Pour ce faire, la constitution doit être moderne tout en s’inspirant de nos traditions, de notre essence. Elle doit surtout avoir des outils nécessaires pour impliquer les Maliens, toutes couches confondues, dans la gestion étatique. Et cela par des mécanismes d’équilibre efficaces et bien pensés.
Toutes les modifications que nous proposons ici ont été déjà utilisées ailleurs. Seulement, elles n’ont jamais été implémentées dans une même architecture comme le cas qui sera exposé. Par ce projet nous voulons construire un système de cohabitation institutionnelle dans lequel la clé de voûte ne sera pas l’institution présidence, mais elle sera l’équilibre entre les institutions.
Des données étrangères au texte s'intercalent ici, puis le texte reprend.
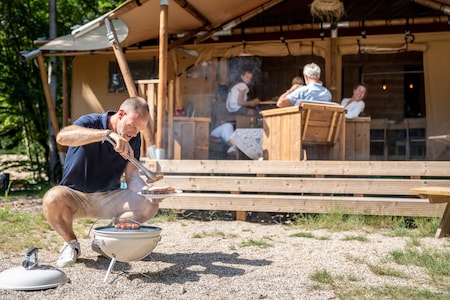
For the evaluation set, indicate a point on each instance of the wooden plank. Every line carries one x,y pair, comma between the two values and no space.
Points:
444,226
309,167
435,194
438,194
303,204
283,185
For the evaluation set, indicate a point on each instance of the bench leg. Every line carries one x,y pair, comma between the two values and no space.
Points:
241,216
444,226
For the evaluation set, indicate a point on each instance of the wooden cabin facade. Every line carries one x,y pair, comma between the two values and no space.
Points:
178,52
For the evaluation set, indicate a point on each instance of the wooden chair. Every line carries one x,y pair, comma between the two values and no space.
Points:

Notre proposition de projet porte sur quatre institutions, notamment la présidence de la République, le gouvernement à travers son chef (Premier ministre-PM), l’Assemblée nationale, et le Haut conseil national (HCN) qui va remplacer le Haut conseil des collectivités qui jouera le rôle d’un Sénat. Le mot sénat est utilisé ici pour pouvoir juste expliquer que le Haut Conseil National ne sera qu’un « Sénat malianisé ».
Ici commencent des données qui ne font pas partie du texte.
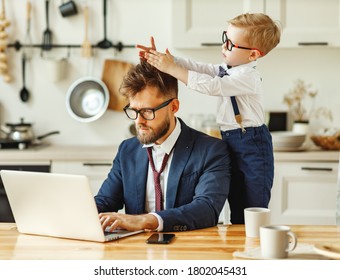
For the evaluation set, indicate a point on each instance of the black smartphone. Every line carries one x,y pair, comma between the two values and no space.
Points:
160,238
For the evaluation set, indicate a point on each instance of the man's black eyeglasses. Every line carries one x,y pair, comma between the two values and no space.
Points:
230,45
146,113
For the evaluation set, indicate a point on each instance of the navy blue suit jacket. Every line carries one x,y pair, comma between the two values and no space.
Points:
198,181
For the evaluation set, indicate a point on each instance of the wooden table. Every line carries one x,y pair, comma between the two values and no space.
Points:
215,243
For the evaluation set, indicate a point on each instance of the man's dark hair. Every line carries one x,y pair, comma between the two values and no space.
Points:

Le Congrès, dans notre entendement, désigne l’instance ou les deux organes parlementaires siègent ensemble, c’est-à-dire l’Assemblée nationale et le HCN. Dans notre vision constitutionnelle, le président de la République est un « Surveillant ». Le Président du Mali Kura (Nouveau Mali) doit cesser d’être un monarque républicain. Dans le schéma institutionnel proposé le président de la République sera élu au suffrage universel direct, mais ne désignera pas le Premier ministre de la nation.
Ce mode de désignation va lui conférer une grande légitimité, et va le différencier d’un président juste symbolique, un aspect qui ne passera pas dans le cas malien. En effet, le chef au Mali ne peut pas être complètement dépouillé. Il ne peut pas être que symbolique comme au Cap-Vert ou en Israël. Alors le faire choisir par tous les Maliens, l’autorisera ainsi à nommer deux ministres d’Etat : celui de la défense, ce qui lui imposera la responsabilité de défendre les territoires du peuple qui l’a désigné directement. Il va ensuite choisir le ministre des Affaires étrangères.
Ce qui va lui octroyer le droit d’agir également sur la diplomatie et l’image extérieure de la nation. En plus de cela, selon des conditions précises, il va surveiller de l’intérieur le travail du Premier ministre. Il pourra le démettre sous certaines conditions, mais il aura des limites dans cette prérogative à cause d’une contrainte de temps et aussi à cause d’une procédure très rigoureuse.
Il importe aujourd’hui que nous sortions des carcans établis
Le régime semi présidentiel, qui nous gère de nos jours, n’est juste qu’un mélange ou une possibilité du régime parlementaire dans le régime présidentiel type. Une touche qui a été dénichée chez les britanniques par Michel Debré pour des besoins d’équilibre dans l’architecture qui a créé la 5e République française. Nous pouvons alors nous permettre sans aucun complexe la liberté de trouver nos marques en partant d’un existant. Dans le cas que nous proposons, le président valide la nomination du Premier ministre, mais celui-ci est élu par ses pairs députés. Le chef du gouvernement sera donc un élu national. Donc ayant une légitimité sans faille.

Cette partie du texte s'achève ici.